The contents of the code

# Get the website and output it in text format
def load(url):
    res = requests.get(url)
 #HTTPError throws HTTPError if the HTTP request returns a failed status code
 #Get response body in text format
    return res.text

# Get html tag
def get_tag(html, find_tag):
    soup = BeautifulSoup(str(html), 'html.parser')
    tag = soup.find_all(find_tag)
    return tag

# Convert to a data structure that can be handled by the program
def parse(html):
    soup = BeautifulSoup(str(html), 'html.parser')
 Remove #html tag
    simple_row = soup.getText()
    simple_row = simple_row.replace('\n', '')
    simple_row = simple_row.replace(' ', '')
 #Delete alphanumeric characters (if needed)
    #simple_row = re.sub(r'[a-zA-Z0-9]', '', music_row)
 #Delete sign
 simple_row = re.sub (r'[<> ♪ `''" "・… _!?!-/:-@ [-` {-~]','', simple_row)
 #Delete notice
 simple_row = re.sub (r'Note:. +','', Simple_row)
    return simple_row

# Acquisition of song information for each
def get_info(url):
    base_url = 'https://www.uta-net.com/'
    html = load(url)
 #Store url for each song
    song_url = []
 #Store song
    song_info = []
    songs_info = []
 #Get song url
 Store url of #td
    for td in get_tag(html, 'td'):
 Get #a element
        for a in get_tag(td, 'a'):
 Whether the #href attribute contains song
            if 'song' in a.get ('href'):
 Add #url to array
                song_url.append(base_url + a.get('href'))
 #Get song information
    for i, page in enumerate(song_url):
 print ('{} song: {}'. format (i + 1, page))
        html = load(page)
        song_info = []
        for h2 in get_tag(html, 'h2'):
 Cast to str once to do #id search
            h2 = str(h2)
 #Whether or not it is a class element that stores lyrics
            if r'class="prev_pad"' in h2:
 #Remove unnecessary data
                simple_row = parse(h2)
                #print(simple_row, end = '\n')
                for h2 in get_tag(html, 'h2'):
                    h2 = str(h2)
                    simple_row = parse(h2)

        for h3 in get_tag(html, 'h3'):
            h3 = str(h3)
            if r'itemprop="byArtist"' in h3:
                simple_row = parse(h3)

        for h4 in get_tag(html, 'h4'):
            h4 = str(h4)
            if r'itemprop="lyricist"' in h4:
                music = parse(h4)

        for h4 in get_tag(html, 'h4'):
            h4 = str(h4)
            if r'itemprop="composer"' in h4:
                simple_row = parse(h4)

        for div in get_tag(html, 'div'):
            div = str(div)
            if r'itemprop="text"' in div:
                simple_row = parse(div)
 # 1 second wait (reduces server load)
    return songs_info

def create_df(file_name, url):
 #Create a data frame
    #df = pd.DataFrame('Song_Title', 'Artist', 'Lyricist', 'Composer', 'Lyric')
    df = pd.DataFrame(get_info(url))
    df = df.rename(columns={0:'Song_Title', 1:'Artist', 2:'Lyricist', 3:'Composer', 4:'Lyric'})
 # CSV file output
    csv = df.to_csv("csv/{}.csv".format(file_name))
    return csv

By running the above code, you are ready for scraping.

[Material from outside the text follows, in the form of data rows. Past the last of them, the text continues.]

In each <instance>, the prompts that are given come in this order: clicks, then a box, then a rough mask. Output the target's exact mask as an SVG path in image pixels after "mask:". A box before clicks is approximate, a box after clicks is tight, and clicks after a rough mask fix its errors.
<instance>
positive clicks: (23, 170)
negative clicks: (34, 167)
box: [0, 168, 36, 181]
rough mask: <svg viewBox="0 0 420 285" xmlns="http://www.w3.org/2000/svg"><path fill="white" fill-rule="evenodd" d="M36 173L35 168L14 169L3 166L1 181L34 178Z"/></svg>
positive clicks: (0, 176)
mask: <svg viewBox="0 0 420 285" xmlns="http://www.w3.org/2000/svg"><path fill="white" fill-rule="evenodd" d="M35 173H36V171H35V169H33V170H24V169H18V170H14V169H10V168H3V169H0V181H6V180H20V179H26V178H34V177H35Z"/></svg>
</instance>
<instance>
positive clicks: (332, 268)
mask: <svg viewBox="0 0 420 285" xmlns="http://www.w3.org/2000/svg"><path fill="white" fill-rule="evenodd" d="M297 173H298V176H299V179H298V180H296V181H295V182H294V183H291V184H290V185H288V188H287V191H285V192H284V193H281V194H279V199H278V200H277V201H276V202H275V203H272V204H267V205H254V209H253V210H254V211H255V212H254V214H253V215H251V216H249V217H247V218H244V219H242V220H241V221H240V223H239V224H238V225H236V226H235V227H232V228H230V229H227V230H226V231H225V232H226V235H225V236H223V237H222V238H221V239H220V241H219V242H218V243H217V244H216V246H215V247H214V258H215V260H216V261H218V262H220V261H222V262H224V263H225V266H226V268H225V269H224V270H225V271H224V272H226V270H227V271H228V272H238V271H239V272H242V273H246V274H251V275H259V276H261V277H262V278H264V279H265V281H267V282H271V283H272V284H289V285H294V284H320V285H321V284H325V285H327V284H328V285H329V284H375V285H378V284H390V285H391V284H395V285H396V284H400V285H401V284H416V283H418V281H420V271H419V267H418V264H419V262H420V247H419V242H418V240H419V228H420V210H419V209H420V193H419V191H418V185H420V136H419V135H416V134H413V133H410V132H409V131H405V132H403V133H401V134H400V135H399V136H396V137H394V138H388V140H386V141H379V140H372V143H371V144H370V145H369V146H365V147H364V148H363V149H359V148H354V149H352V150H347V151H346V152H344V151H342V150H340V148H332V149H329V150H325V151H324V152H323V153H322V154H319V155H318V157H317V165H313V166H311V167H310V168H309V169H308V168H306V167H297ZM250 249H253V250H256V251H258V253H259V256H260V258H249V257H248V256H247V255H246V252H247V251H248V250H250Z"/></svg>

You can actually get the lyrics etc. by executing the code below. This time, I got the music of Minami-san. I also tried to make it easier to change the file name and url.

file_name = 'sample'
url = 'https://www.uta-net.com/artist/26099/'
url = 'https://www.uta-net.com/user/ranking/daily.html'
url = 'https://www.uta-net.com/user/ranking/monthly.html'
create_df(file_name, url)

Output result

Here is the data of the music acquired this time. Now you can analyze as many songs as you like. Screen Shot 2020-05-13 at 5.45.19.png

Summary from a digression (?)

I found it fun to make something that works as I intended. It has become an article with a strong self-satisfaction element, so I would like to update it later. (Since the explanation of the code is only commented out, ...) I also want to unify the writing style of Qiita in my own way. Next, I think I'll try natural language processing.